Punch and Judy politics

WE'VE heard a lot about “Punch and Judy” politics in the last week.

New Tory leader David Cameron has said he wants an end to the panto antics at Prime Minister’s Questions. Tony Blair has said the same thing on many occasions.

If you ask the public they will tell you they agree, and that it puts them off politics.

The trouble is that Prime Minster’s Questions is the one event in parliament that the public actually watch.
All the hours and hours of worthy and considered debate are largely ignored in our sound bite culture.

The truth is that while PMQs can be childish and rowdy it actually serves a useful purpose.
When he visited the UK President Clinton expressed his relief that he didn’t have to face similar scrutiny every week in the US.

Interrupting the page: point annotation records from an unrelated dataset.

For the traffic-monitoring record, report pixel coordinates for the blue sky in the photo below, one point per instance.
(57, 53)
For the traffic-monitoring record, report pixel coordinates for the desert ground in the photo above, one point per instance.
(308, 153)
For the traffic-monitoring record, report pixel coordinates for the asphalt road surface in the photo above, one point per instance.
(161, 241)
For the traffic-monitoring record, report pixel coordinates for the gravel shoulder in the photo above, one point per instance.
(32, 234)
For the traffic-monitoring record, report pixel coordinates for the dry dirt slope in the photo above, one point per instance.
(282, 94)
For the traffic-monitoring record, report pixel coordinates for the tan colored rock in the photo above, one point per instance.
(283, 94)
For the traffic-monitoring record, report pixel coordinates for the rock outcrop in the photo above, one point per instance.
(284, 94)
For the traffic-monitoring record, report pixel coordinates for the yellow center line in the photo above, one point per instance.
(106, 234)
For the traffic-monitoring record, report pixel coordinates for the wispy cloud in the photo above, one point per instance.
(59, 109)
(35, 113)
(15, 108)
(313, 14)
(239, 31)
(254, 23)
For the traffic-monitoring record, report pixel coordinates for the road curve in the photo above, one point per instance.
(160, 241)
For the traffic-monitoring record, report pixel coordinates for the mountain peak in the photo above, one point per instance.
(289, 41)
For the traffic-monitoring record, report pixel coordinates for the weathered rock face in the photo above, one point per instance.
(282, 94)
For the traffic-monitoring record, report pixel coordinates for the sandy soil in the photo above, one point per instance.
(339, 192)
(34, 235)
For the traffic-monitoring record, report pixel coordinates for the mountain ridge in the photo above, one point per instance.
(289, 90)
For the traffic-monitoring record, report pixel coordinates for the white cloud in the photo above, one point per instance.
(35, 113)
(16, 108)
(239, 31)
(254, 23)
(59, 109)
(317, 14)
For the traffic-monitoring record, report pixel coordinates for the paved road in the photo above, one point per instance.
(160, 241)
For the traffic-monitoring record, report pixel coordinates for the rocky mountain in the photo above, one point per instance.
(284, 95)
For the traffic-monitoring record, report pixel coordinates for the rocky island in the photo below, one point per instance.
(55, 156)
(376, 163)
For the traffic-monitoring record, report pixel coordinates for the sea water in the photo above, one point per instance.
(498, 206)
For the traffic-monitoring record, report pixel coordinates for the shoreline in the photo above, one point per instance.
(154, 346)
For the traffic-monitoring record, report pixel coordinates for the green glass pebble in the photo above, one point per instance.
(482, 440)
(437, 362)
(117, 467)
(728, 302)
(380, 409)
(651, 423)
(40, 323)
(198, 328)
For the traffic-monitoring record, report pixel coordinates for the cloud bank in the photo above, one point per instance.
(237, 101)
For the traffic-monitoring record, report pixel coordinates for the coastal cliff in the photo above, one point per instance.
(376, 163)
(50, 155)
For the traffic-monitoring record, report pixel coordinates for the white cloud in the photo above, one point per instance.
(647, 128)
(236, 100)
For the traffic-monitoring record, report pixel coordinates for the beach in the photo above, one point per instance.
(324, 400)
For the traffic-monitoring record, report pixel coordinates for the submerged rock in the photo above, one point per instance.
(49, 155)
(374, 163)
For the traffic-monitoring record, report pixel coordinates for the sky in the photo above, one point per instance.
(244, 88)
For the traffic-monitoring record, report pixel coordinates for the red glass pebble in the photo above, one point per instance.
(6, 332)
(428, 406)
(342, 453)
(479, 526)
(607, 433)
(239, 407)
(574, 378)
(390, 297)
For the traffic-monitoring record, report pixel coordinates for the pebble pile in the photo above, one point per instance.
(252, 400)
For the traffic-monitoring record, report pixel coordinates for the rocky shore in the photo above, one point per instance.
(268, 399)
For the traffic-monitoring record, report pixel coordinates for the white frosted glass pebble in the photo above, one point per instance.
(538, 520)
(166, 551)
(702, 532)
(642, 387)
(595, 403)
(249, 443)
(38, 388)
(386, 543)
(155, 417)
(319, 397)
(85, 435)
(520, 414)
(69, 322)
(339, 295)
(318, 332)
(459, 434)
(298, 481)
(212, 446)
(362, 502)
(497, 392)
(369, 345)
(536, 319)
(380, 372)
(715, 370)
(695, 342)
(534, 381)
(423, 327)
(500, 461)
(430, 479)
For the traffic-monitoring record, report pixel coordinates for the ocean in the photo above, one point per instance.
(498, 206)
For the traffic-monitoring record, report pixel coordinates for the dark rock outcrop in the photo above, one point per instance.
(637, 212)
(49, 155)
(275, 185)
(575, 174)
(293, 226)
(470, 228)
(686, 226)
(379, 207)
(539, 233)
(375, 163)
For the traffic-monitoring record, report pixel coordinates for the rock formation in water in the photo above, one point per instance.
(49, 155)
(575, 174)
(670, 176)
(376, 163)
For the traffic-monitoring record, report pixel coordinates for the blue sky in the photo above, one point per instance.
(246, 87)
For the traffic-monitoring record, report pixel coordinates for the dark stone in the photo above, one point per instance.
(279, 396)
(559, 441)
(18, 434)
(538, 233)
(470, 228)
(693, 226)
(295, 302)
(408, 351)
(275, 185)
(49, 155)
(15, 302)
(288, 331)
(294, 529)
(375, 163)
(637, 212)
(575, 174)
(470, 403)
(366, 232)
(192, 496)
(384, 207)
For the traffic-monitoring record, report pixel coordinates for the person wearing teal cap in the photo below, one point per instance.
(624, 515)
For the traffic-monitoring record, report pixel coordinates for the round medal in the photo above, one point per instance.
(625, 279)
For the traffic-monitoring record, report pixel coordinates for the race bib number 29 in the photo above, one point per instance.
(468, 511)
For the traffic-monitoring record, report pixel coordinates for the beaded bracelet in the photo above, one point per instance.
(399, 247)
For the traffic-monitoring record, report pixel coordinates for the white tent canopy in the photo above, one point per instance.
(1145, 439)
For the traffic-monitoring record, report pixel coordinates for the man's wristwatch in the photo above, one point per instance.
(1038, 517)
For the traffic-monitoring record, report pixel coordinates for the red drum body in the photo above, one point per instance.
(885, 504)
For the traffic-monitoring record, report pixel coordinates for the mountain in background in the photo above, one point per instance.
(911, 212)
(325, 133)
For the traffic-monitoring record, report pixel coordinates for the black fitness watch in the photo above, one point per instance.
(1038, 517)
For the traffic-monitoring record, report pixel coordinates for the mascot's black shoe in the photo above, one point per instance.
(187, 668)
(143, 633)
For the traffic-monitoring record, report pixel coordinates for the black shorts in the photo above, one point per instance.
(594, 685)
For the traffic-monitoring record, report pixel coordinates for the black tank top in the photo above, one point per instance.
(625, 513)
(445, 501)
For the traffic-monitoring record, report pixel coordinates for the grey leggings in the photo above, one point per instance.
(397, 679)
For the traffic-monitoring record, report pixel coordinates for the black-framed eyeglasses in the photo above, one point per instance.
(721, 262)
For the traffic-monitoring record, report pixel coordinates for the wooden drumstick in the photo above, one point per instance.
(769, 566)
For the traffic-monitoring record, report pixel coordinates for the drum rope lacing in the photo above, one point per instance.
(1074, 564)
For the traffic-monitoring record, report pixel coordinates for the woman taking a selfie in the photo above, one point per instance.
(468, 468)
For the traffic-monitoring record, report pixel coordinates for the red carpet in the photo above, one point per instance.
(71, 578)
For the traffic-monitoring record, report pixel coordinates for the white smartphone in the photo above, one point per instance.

It is a good thing, not a bad thing, that the Prime Minster should be brought down to earth in the Chamber of the House of Commons with a good grilling.

Ultimately, however, this is not what decides elections.
William Hague, now back on the Tory front bench, was wildly considered to have bested Tony Blair every week at PMQs, but it made no difference at election time.

Ultimately, as David Cameron will find out, without substance to back up the one liners and insults, you won’t get very far in politics.

You need policies that are relevant to people’s lives, and as Punch would say “that’s the way to do it!”